Business Letter
「点描」
社長 前田栄治

今年のビジネス環境はどうなるか

(「(株)ちばぎん総研BusinessLetter」2023年1月6日号に掲載)

前田 栄治[ちばぎん総合研究所取締役社長]

 明けましておめでとうございます。本年初のテーマは今年のビジネス環境です。

 昨年のビジネス環境は、世界経済減速やコスト高の一方で、日本においても漸く行動制限緩和が進むといった、マイナス・プラス双方の要因が複雑に絡み合うものだった。景気全体ではプラス要因が勝り緩やかな回復傾向を辿ったが、企業による業績のバラツキが目立った。

 さて、今年のビジネス環境はどうなるか。日本経済は上記双方の要因の綱引きとなり、企業による影響も異なるが、全体としては行動制限緩和の効果が上回り、緩やかな回復傾向を何とか維持するとみている。世界経済については、年前半に明確に減速するものの厳しい後退に陥ることは回避され、後半には足取りが次第に確かになるというのが基本的な見立てだ。

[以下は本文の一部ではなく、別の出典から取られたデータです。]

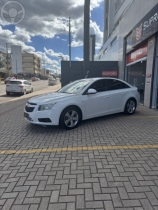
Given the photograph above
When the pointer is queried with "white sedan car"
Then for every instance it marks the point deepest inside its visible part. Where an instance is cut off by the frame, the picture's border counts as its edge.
(19, 86)
(81, 100)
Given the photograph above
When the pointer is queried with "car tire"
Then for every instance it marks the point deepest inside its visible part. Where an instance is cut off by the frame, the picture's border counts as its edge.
(70, 118)
(130, 107)
(24, 93)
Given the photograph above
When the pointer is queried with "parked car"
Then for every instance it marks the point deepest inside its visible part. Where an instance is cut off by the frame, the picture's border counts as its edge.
(8, 79)
(81, 100)
(33, 79)
(19, 86)
(51, 81)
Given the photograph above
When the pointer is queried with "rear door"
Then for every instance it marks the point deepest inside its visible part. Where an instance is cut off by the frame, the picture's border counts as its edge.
(13, 86)
(96, 104)
(118, 94)
(27, 86)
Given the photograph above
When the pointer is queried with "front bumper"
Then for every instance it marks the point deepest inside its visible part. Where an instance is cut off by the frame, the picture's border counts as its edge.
(34, 116)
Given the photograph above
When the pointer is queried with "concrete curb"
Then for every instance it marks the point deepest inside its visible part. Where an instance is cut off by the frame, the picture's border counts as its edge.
(40, 92)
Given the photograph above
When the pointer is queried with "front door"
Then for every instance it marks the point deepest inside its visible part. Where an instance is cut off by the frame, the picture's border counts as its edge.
(117, 91)
(96, 104)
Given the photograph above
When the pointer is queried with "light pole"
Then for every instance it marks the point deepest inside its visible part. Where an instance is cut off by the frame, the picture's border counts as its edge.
(70, 40)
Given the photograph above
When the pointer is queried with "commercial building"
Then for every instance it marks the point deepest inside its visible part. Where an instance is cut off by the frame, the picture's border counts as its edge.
(131, 38)
(31, 63)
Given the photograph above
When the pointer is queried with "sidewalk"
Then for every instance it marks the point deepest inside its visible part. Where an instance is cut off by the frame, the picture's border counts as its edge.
(48, 89)
(107, 163)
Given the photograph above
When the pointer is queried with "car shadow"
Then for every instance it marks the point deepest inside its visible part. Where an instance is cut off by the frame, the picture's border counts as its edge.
(40, 129)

 日本を米欧と比較すると、インフレや金利水準が低めにとどまることなどから、相対的に良好な経済状態となりそうだ。IMFやOECDの予測でも、23年の日本経済の成長率は1%台半ばと米欧より高く、潜在成長率(中長期の実力)である0%台半ばを上回る。

 今年の日本経済は、①Reopen(経済再開)、②Reshore(国内回帰)、③Reflation(デフレ脱却)の3つのRがキーワードと考える。

 ①遅ればせながらの経済再開は国内消費に加えインバウンドの回復にも繋がる。外国人の入国者数は、すでに11月時点で成田空港ではピークであった19年の半分弱まで回復。

 ②円安・海外物価高による価格競争力向上や安全保障意識の高まりから、国内生産を多少優先させる方向に舵が切られる。旅行も、海外は回復するが、国内がより選好されそうだ。

 ③世界的な物価高やある程度の円安定着などを前提とすると、マイルドなインフレや賃金上昇が定着し、デフレからの脱却も明確になりそうだ。

 千葉県経済は、成田空港の活動回復、国内旅行の増加、大型プロジェクトの多さなどから、日本全体に比べ多少良好とみている。県誕生150周年もプラスに働くことが期待できる。

 企業として気になるのは、世界経済の下振れリスクなどに加え、金融環境の変化だろう。この点は、前回の点描でも指摘したように、4月就任予定の新日銀総裁のもとで政策修正はあり得るが、本年中はごく小幅の利上げにとどまるとみる。物価・賃金の上昇が定着してもマイルドなもので、米欧のようなインフレ退治のための引き締めが不要なためだ。ただし、僅かな変化であっても、少なくとも一時的には為替や株価などに大きな影響が及びうる点には注意しておきたい。

 千葉県の企業としては、以上のようなマクロ環境を念頭に置いたうえで、様々なリスクに注意を払いつつも、コロナ後の成長戦略をメインに考えておきたいところだ。